De stadsbeiaardier van Den Haag

De stadsbeiaardier van Den Haag

Het is te doen hebben met de muzikant, die om zijn muziek uit te voeren, eerst 321 treden moet beklimmen om dan het grootste en zwaarste muziekinstrument ter wereld te bespelen, en dat altijd live. Maar het meest moeilijke is eigenlijk dat hij er nooit op kan oefenen! Daarnaast is het leuk om te weten dat het een typisch Nederlands muziekinstrument is. We hebben het over de beiaardier van de carillons van Den Haag: Gijsbert Kok

De stadsbeiaardier

Gijsbert Kok is sinds 2012 de stadsbeiaardier van de Gemeente Den Haag, dat houdt in dat hij het carillon bespeelt op de Toren van de Grote Kerk of Sint Jacobstoren op elke maandag, woensdag en vrijdag tussen 12 en 13uur en ook het carillon van de Oude Kerk in Scheveningen (met maar 75 treden te beklimmen) op de zaterdagen van 11 tot 12 uur en woensdagen van 14.30 tot 15.30 uur. Hij is de 21ste stadsbeiaardier van een lijst die terug gaat tot 1590.

Weten wat de klok slaat

Gijsbert is opgeleid als organist, maar na zijn militaire dienst heeft hij het roer omgegooid, want als organist kan je maar moeilijk je brood verdienen. Hij heeft toen de opleiding aan de beiaardschool in Amersfoort voltooid. Hij is ook leraar aan het Codarts te Rotterdam in muziektheoretische vakken: harmonieleer, contrapunt, analyse en solfège. Hij arrangeert dan ook regelmatig stukken voor carillon vanuit muziekstukken voor allerlei instrumenten en bekende composities. Bijvoorbeeld laatst op 11 maart werd er een uur lang de muziek van Golden Earring uitgevoerd. Het is niet makkelijk, want elke klok heeft een andere grootte, klinkt luider en daarnaast moet de galm voldoende uitgezongen zijn, voordat de volgende klok wordt aangeslagen, anders gaat alles door elkaar heen en is het geluid niet mooi. Je moet toch echt weten wat het klokje slaat.

Herkomst van de naam

De beiaardier speelt op een carillon, zeggen de vakmensen. Maar de echte oud-nederlandse naam is het klokkenspel. Het woord beiaard is Belgische en carillon is weer Frans. ‘Beiaard’ zou komen van het Duitse werkwoord ‘beieren’, wat zoiets is als het geluid van de klokken dat door elkaar heen gaat. En met deze uitleg hoor je het zelf waarschijnlijk ook behoorlijk beieren.
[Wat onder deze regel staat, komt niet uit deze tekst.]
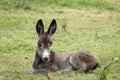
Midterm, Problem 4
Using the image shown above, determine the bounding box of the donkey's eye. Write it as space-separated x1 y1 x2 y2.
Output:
38 44 43 47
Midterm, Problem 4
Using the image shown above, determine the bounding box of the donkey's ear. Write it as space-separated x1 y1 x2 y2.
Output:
36 19 44 36
47 19 57 36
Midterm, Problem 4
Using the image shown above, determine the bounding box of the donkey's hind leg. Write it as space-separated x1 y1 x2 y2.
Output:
69 55 87 73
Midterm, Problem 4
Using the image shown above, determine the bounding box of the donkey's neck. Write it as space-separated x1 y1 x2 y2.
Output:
40 50 55 64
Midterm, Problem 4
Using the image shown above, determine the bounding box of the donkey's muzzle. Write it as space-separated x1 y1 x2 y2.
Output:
43 57 49 62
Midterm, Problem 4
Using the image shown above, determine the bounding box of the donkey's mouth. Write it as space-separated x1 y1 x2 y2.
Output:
43 57 50 62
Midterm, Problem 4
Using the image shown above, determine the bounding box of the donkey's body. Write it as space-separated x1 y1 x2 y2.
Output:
32 20 99 73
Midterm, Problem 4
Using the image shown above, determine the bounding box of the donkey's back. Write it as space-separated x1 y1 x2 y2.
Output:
69 51 100 72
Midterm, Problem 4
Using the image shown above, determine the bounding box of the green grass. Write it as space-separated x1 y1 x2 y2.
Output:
0 0 120 80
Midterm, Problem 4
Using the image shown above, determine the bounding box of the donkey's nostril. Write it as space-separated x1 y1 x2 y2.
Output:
44 57 48 62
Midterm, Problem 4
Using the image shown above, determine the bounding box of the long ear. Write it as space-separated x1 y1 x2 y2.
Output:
36 19 44 36
47 19 57 36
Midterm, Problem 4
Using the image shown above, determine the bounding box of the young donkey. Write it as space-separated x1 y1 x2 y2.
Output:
32 19 100 73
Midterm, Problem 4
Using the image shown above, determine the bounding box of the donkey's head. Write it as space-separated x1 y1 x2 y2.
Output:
36 19 57 62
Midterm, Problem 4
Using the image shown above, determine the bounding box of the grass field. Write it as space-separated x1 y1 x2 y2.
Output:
0 0 120 80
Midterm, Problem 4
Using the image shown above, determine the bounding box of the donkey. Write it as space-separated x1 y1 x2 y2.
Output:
32 19 100 73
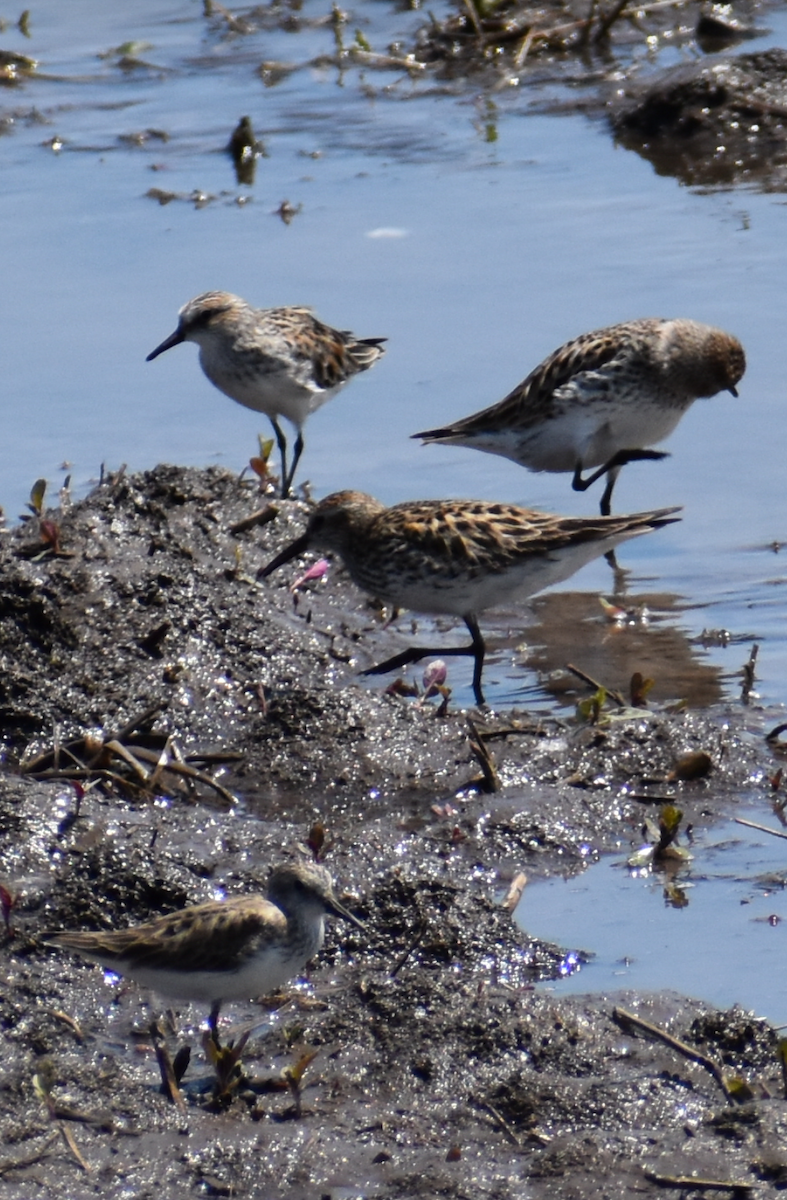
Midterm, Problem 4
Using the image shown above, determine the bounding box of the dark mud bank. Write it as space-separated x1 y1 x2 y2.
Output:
0 467 787 1200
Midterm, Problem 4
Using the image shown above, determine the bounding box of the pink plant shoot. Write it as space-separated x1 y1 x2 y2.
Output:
423 659 449 696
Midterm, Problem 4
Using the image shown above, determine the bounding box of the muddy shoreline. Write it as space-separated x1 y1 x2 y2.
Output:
0 467 787 1200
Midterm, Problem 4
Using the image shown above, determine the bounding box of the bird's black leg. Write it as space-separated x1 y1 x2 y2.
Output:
361 614 486 704
571 450 669 506
270 416 289 500
282 430 304 499
601 467 620 516
464 613 486 704
208 1000 221 1048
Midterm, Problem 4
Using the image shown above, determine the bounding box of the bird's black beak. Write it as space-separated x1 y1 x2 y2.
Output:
325 896 366 929
145 329 186 362
257 533 310 580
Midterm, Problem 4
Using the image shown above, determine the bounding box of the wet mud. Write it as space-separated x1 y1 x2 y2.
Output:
0 467 787 1200
612 49 787 191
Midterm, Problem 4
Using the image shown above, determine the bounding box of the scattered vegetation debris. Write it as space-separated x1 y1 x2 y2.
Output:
227 116 264 186
282 1050 319 1121
740 643 758 704
274 200 304 224
503 871 528 912
629 671 655 708
0 883 17 937
149 1021 186 1112
203 1030 252 1110
612 1006 751 1103
629 804 692 870
0 46 38 84
565 662 626 708
467 716 500 793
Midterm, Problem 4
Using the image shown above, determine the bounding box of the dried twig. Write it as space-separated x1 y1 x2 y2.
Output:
565 662 626 708
642 1168 753 1192
612 1007 734 1100
149 1021 186 1112
467 716 500 793
593 0 629 44
740 642 759 704
58 1121 91 1175
733 817 787 838
475 1099 522 1147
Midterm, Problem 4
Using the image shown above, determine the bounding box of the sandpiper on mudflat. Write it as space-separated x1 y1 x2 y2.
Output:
258 492 679 704
47 863 364 1038
146 292 385 497
413 317 746 515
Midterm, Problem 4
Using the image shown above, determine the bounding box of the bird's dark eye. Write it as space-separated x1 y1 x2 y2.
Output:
188 308 216 329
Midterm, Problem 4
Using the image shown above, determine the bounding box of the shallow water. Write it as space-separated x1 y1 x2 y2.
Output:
516 806 787 1025
0 0 787 706
0 0 787 1019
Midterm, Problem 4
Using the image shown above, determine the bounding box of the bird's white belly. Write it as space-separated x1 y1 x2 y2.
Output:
200 355 341 428
116 952 306 1004
385 529 647 617
470 398 685 472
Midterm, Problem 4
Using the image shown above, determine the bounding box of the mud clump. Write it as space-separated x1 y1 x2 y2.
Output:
0 467 787 1200
611 49 787 191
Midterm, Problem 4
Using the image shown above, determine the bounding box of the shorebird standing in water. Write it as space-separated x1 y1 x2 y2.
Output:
146 292 385 497
413 317 746 515
258 492 679 704
47 863 364 1042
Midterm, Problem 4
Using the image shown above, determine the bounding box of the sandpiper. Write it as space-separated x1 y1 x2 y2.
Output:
258 492 679 704
47 863 362 1039
413 317 746 515
146 292 385 497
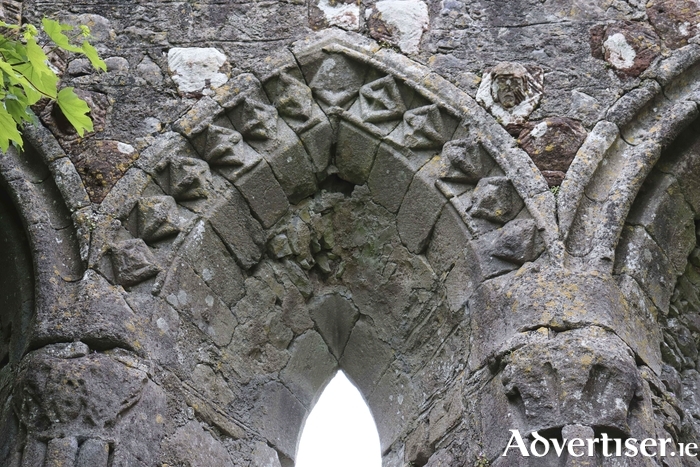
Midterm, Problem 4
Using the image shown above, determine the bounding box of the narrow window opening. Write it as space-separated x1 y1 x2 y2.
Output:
296 371 382 467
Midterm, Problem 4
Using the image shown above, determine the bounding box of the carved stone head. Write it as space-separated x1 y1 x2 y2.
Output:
476 62 544 130
491 62 528 109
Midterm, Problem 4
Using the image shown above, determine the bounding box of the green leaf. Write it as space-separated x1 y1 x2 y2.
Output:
41 18 83 52
56 88 92 137
4 86 34 124
83 41 107 71
0 105 22 152
27 38 53 74
14 63 58 101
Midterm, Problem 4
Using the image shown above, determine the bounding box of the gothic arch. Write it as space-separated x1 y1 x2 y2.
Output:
74 30 562 464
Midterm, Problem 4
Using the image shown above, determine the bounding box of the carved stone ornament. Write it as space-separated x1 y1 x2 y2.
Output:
112 238 160 286
241 99 277 140
360 76 406 123
476 62 544 130
275 73 313 122
403 104 445 149
168 157 210 200
136 196 180 242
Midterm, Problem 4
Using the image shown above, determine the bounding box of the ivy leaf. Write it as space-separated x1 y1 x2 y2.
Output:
41 18 83 53
56 88 92 137
83 41 107 71
0 105 22 152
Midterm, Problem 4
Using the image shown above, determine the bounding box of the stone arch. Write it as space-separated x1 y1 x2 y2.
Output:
0 132 84 465
80 33 563 465
558 43 700 272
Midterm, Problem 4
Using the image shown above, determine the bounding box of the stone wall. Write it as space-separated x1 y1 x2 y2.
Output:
0 0 700 467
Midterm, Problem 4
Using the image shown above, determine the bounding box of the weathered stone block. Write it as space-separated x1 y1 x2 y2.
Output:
428 385 464 445
367 144 415 213
396 158 447 254
44 438 78 467
164 420 233 467
335 121 380 185
425 204 472 273
75 439 109 467
234 161 289 229
299 116 334 172
367 369 418 452
209 191 265 269
280 331 338 410
614 226 676 310
181 222 245 307
340 320 394 395
251 382 307 459
161 260 237 346
309 294 359 359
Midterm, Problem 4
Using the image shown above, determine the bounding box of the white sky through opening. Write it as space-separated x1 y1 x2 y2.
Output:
295 371 382 467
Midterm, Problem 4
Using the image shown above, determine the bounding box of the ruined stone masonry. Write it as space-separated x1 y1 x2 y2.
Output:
0 0 700 467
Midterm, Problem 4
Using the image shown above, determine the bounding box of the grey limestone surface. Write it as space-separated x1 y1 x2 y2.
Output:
0 0 700 467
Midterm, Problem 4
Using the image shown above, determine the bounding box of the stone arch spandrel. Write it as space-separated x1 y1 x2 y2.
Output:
559 43 700 272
Hagenezen en de Grote Toren

Als echte Hagenees word je geboren onder de Toren. Dat stond ergens geschreven in de Gemeentewet: men behoort tot de Haagse gemeente tot daar waar het klokkenspel van de Toren was te horen. De Haagse Toren werd gebouw tussen ongeveer 1420 en 1424 op de hogere gelegen tweede duinenrij. Zij stond los van de kleinere ernaast gelegen kapel of kerk en moet aanvankelijk hebben gediend als waaktoren: het grafelijke Binnenhof was immers dichtbij. Naderhand is de kapel vergroot tot kerk en aan de toren gebouwd. Vanaf de 14e eeuw werd in rijkere steden de wachttorens verfraaid met een klokkenspel en na het gereedkomen van de toren bij de Grote Kerk omstreeks 1424 werd een nieuwe vorm van klokgebruik, dat binnen de Nederlanden in gebruik was gekomen, geplaatst, namelijk een uurwerk met een voorslag. Dit moet op den duur eveneens handmatig met behulp van een klavier zijn bespeeld. Eeuwenlang werd het spel gespeeld op marktdagen. Uit de instructie, opgesteld op 22 januari 1742, blijkt dat er op de maandag en de vrijdag vanaf 11 uur tenminste 1 uur moest worden gespeeld.

Hollandse wijze van tijdsaanduiding.

Vroeger was het slaan van de klokken de belangrijkste tijdsaanduiding voor de omwonenden in de verre omtrek. Om extra informatie te geven werd dit slaan vaak op de Hollandse wijze gedaan. Dit hield in, dat bij de halve uren vooruitgelopen werd op het volgende hele uur. Zo werd om half twaalf twaalf keer geslagen op een lichtere klok en om twaalf uur twaalf maal op een zwaarder klok. Ook bij de Grote Toren wordt dit principe toegepast. Het verschil in toonhoogte werd vroeger, toen men geen horloge droeg en er ook minder afleidende geluiden waren, door iedereen herkend.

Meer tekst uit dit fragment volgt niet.